All parties believe that universal service reform is badly needed. In less than four years, the FCC has increased its USF "quarterly contribution factor" from 6.8% to 10.2% of interstate revenues. As interstate revenues continue to decline through growth of VoIP and similar pressures, the FCC's existing contribution factor is expected to continue to increase if left unchecked.
The primary benefit of utilizing telephone numbers is that the USF base immediately is expanded to include wireless telephone numbers and VoIP numbers. Moreover, there seems little doubt that carriers will be able to pass these charges on to their end user customers, which may be why little carrier opposition exists.
That said, questions remain regarding whether and to what extent providers will be assessed universal service charges on broadband connections. Some quarters of the industry have suggested that dedicated broadband connections should contribute to universal service on a "unit" system, based largely on capacity. Such an expansion of universal service remains controversial, especially in light of the FCC recent action to classify broadband over DSL as an "information service" rather than a "telecommunications service."

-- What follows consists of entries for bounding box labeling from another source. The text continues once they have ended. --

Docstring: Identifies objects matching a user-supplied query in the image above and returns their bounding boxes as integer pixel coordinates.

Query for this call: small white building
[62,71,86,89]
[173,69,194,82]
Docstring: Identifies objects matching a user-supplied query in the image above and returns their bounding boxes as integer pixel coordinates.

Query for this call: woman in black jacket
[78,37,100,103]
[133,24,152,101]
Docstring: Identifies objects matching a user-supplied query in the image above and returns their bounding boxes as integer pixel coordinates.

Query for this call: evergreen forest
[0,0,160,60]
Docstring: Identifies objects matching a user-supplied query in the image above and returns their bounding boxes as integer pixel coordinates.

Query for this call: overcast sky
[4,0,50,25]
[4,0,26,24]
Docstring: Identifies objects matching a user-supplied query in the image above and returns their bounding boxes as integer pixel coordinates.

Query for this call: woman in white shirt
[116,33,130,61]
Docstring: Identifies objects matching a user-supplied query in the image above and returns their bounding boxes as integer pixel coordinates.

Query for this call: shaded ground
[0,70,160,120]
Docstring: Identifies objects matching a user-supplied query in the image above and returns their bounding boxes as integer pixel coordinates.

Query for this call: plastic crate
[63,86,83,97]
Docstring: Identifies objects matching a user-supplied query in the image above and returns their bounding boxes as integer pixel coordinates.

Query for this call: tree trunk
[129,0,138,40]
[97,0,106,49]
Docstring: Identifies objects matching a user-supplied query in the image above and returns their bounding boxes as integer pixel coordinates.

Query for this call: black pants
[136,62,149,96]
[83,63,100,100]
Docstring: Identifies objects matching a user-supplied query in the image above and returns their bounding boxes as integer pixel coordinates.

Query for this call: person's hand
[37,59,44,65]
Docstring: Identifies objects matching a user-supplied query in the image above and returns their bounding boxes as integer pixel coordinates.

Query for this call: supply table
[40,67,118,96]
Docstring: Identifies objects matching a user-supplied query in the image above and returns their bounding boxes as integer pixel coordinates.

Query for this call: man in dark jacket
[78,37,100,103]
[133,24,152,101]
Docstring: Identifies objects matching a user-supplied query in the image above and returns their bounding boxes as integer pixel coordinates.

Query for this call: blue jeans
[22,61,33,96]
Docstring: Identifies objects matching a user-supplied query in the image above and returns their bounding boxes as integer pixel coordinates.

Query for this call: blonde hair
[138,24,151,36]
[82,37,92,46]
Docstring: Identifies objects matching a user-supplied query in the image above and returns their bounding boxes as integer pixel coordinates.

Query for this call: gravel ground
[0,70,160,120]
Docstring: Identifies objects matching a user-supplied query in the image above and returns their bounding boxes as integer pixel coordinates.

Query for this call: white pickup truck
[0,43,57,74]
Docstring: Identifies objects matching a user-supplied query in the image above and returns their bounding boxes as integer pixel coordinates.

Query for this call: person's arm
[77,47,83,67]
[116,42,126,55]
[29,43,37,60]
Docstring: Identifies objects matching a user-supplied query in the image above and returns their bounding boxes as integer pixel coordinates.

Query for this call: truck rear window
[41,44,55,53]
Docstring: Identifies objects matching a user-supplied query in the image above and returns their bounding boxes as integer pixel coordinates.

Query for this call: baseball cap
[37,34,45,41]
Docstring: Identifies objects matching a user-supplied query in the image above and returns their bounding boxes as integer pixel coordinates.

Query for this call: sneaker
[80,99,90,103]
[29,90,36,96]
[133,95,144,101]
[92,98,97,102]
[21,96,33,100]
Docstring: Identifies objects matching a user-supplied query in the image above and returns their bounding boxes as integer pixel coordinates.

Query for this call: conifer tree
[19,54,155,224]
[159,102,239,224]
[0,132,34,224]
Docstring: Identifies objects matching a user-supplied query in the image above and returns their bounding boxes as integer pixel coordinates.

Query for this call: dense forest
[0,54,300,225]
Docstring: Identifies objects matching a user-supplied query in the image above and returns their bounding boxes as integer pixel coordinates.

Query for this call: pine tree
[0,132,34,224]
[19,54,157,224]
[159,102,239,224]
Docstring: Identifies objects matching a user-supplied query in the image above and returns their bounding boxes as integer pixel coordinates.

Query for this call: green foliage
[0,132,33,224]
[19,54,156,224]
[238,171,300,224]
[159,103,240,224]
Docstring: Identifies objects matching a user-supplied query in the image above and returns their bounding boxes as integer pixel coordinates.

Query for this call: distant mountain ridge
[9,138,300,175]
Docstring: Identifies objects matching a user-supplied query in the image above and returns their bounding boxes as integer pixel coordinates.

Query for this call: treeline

In addition to shoring up the universal service base, the FCC also is considering strengthening the eligibility requirements associated with drawing USF funds. In recent years, a large number of non-incumbent carriers, most notably wireless carriers, have begun drawing USF revenues after obtaining eligible telecommunications carrier ("ETCs") certification. Rural telcos have complained that the growth of ETCs has put enormous pressure on the USF system, and the FCC should limit ETC growth by making certification requirements more stringent. Of course, making ETC certification more difficult also would stand to limit competition faced by rural carriers.
As with most FCC action, timing is difficult to predict. The rural carriers and Bell Companies are pushing the FCC to address Phantom Traffic and USF immediately, if not sooner. Aside from some consumer efforts to lobby against a telephone number-based USF system, little vocal opposition exists from competitive carriers, wireless providers, or cable operators. Given any lack of organized opposition, we expect the Commission to take action on Phantom Traffic and USF reform in early 2006.